SG Berlin (Entscheidung vom 14.02.2017; Aktenzeichen S 76 KR 173/16)

 

Tenor

Die Beschwerde der Klägerin gegen die Nichtzulassung der Revision in dem Beschluss des Landessozialgerichts Berlin-Brandenburg vom 13. Mai 2020 wird als unzulässig verworfen.

Die Klägerin trägt die Kosten des Beschwerdeverfahrens mit Ausnahme der Kosten der Beigeladenen.

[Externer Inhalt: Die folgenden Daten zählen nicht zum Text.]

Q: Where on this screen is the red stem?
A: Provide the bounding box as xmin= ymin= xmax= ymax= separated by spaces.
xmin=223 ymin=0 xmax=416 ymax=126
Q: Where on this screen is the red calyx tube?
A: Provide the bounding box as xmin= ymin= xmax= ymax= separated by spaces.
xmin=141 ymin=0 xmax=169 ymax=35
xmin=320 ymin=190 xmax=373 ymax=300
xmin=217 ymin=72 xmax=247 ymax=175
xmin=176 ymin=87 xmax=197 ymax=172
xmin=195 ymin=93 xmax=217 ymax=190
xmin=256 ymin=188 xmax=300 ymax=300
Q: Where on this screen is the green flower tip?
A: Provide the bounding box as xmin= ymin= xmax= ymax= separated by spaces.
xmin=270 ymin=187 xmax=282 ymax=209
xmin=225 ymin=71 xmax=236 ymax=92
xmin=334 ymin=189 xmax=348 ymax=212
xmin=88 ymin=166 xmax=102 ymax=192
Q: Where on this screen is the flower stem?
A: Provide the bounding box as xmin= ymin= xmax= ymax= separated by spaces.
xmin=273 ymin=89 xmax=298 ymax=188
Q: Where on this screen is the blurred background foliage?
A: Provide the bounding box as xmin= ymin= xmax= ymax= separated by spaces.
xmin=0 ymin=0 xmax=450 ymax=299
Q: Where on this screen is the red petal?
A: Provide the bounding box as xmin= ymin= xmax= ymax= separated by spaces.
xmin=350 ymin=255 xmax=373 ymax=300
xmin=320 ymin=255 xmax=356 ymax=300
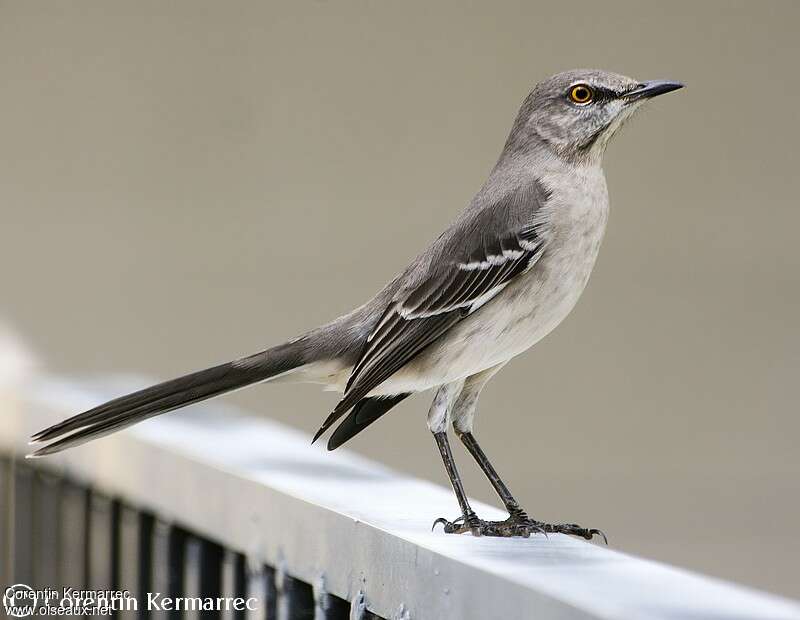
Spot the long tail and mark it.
[30,340,308,457]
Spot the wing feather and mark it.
[314,177,548,441]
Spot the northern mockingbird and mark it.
[32,70,682,539]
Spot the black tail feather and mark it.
[31,342,304,457]
[328,394,411,450]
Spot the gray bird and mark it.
[31,70,682,539]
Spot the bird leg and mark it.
[431,431,543,537]
[454,429,608,544]
[433,431,482,536]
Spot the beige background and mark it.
[0,1,800,597]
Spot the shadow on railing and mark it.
[0,458,370,620]
[0,377,800,620]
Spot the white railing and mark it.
[0,378,800,620]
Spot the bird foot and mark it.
[431,511,608,544]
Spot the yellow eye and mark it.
[569,84,594,105]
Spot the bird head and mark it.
[506,69,683,161]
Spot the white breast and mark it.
[384,166,608,394]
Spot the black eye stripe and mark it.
[567,84,595,105]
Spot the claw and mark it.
[589,527,608,547]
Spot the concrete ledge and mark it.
[0,378,800,620]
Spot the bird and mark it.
[29,69,683,540]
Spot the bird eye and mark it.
[569,84,594,105]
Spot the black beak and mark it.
[620,80,683,103]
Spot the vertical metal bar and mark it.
[88,493,115,590]
[200,539,223,620]
[13,462,34,584]
[246,563,278,620]
[58,480,88,590]
[222,549,245,620]
[149,520,170,596]
[183,536,203,620]
[31,471,60,604]
[277,571,314,620]
[114,505,141,619]
[166,525,187,618]
[314,579,350,620]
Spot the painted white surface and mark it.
[0,372,800,620]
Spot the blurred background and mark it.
[0,0,800,597]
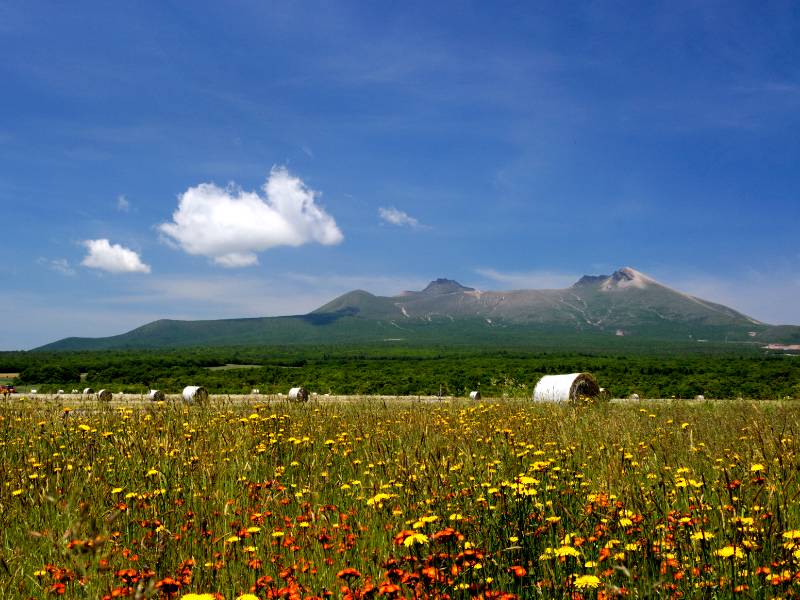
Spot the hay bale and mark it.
[533,373,600,402]
[181,385,208,404]
[289,388,308,402]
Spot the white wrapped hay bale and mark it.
[181,385,208,404]
[533,373,601,402]
[289,388,308,402]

Der Streitwert wird auf 5000 Euro festgesetzt.

 

Gründe

I

In dem der Nichtzulassungsbeschwerde zugrunde liegenden Rechtsstreit streiten die Beteiligten im Rahmen eines Statusfeststellungsverfahrens darüber, ob der Beigeladene zu 1. (im Folgenden: Beigeladener) in seiner Tätigkeit als Pflegekraft für den klagenden ambulanten Pflegedienst in der Zeit vom 2.1.2014 bis 22.11.2014 der Versicherungspflicht in allen Zweigen der Sozialversicherung unterlag.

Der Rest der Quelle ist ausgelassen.